Sinn Féin junior minister Megan Fearon said there would be no cuts in Executive Office staff. Picture by Mal McCann

THE Executive Office at Stormont has no plans to cut staff despite a significant reduction in its responsibilities.

The department previously known as the Office of the First Minister and Deputy First Minister (OFMDFM) has seen many of its functions transferred to other departments.

The new Department of Communities takes on the bulk of the policy areas which would have previously been the responsibility of OFMDFM, including initiatives involving older people, young people and the disabled. It will also lead efforts to tackle poverty and have policy responsibility for gender and sexual orientation.

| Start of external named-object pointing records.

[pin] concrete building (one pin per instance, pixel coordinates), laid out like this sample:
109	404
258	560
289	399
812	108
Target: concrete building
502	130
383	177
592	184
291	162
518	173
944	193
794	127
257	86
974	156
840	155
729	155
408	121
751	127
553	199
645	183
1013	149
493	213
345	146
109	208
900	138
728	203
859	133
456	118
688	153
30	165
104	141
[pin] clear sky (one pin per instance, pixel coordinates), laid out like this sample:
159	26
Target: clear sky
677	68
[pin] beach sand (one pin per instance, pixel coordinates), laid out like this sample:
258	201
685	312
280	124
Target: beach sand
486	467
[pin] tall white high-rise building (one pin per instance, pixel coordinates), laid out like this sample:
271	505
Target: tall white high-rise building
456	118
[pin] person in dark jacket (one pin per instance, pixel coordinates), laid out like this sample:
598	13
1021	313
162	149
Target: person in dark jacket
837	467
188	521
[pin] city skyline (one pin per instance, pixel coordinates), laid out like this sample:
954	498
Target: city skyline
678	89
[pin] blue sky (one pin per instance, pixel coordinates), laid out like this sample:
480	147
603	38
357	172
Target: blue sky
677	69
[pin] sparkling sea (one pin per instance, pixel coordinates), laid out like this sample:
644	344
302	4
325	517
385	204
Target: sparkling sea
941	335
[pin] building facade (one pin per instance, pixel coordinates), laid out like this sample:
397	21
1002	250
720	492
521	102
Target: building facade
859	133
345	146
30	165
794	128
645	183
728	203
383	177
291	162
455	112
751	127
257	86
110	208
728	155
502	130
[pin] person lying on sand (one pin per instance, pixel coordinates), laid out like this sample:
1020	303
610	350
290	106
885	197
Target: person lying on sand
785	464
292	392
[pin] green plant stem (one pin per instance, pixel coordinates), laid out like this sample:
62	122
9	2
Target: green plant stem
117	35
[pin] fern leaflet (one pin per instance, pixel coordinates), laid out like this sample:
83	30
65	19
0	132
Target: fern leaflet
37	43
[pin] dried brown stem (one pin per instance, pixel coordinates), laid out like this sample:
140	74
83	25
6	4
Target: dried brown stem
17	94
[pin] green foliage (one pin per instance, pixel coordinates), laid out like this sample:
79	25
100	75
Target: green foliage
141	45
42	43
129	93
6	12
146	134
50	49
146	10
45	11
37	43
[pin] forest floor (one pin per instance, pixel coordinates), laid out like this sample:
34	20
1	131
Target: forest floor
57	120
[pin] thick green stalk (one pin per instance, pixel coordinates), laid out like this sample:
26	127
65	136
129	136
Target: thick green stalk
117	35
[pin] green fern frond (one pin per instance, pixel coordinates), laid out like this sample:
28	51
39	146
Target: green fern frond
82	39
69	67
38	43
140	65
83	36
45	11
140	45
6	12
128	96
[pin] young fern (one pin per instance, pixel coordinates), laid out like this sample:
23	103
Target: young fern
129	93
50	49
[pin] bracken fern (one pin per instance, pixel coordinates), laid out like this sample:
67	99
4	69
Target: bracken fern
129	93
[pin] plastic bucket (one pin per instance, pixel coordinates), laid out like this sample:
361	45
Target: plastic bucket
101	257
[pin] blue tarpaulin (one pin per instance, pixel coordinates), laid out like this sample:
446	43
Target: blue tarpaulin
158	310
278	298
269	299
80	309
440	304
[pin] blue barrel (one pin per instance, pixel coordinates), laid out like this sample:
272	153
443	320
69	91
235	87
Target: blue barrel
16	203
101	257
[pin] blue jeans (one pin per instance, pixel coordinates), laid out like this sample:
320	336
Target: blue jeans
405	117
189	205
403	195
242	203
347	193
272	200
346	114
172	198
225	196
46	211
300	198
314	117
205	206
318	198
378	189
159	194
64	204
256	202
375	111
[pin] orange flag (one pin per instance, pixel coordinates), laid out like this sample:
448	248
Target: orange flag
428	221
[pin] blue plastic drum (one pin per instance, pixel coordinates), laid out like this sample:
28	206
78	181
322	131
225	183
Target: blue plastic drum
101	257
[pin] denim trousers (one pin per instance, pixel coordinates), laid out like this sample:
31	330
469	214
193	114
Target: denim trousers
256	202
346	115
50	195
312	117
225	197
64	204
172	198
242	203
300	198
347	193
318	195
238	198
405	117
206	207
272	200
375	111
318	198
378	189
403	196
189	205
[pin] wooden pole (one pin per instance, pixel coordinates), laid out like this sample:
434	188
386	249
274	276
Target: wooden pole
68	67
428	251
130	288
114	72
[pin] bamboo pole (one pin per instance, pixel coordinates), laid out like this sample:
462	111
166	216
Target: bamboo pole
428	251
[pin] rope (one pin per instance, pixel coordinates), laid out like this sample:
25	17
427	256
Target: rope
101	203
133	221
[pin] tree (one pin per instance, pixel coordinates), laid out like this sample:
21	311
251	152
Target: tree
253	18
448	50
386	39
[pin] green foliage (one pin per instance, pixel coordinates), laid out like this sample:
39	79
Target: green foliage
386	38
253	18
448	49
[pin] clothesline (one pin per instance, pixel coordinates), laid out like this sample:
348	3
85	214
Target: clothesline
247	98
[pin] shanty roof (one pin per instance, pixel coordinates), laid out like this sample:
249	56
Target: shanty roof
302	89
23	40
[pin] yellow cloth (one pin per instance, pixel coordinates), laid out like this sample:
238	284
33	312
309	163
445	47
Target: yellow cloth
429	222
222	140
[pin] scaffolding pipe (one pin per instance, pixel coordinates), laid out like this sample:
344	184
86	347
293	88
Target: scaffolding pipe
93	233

Responsibility for Stormont's childcare strategy has moved from OFMDFM to the Department of Education, while the Department of Finance is now responsible for NI Direct's central editorial team and the government advertising unit.

However, despite the streamlining of its operations, the Executive Office will see no reduction in its workforce of 284, which includes eight special advisers.

Speaking in the assembly on Monday, Junior Minister Megan Fearon confirmed that staff levels would be unaffected by the reorganisation of Stormont's departments.

The Sinn Féin junior minister acknowledged that the Executive Office's responsibilities had been scaled back but said it still covered a wide range of functions and that the ministers' workload had not been reduced.

"Much of our work also facilitates the business of the executive and of other ministers and their departments," she said.

But the SDLP's Colin McGrath said it was "incredible" that against a backdrop of cuts to welfare and public services, the first and deputy first minister still needed "two junior ministers, eight special advisers and a small fleet of cars".

He described the Executive Office as a "shell" of the former OFMdFM and claimed the department's eight special advisers cost the taxpayer around £4m over the five-year mandate.

"There is just no way to justify spending over £4m on junior ministers and special advisers while people in our communities feel the worst excesses of executive austerity," the South Down MLA said.

"It’s very clear that the first and deputy first ministers will put their own interests ahead of the interests of people who are struggling."

Ulster Unionist Roy Beggs said: "I don’t think it would be unreasonable to expect a reduction in the number of functions to lead to a reduction in the number of special advisers in the Executive Office."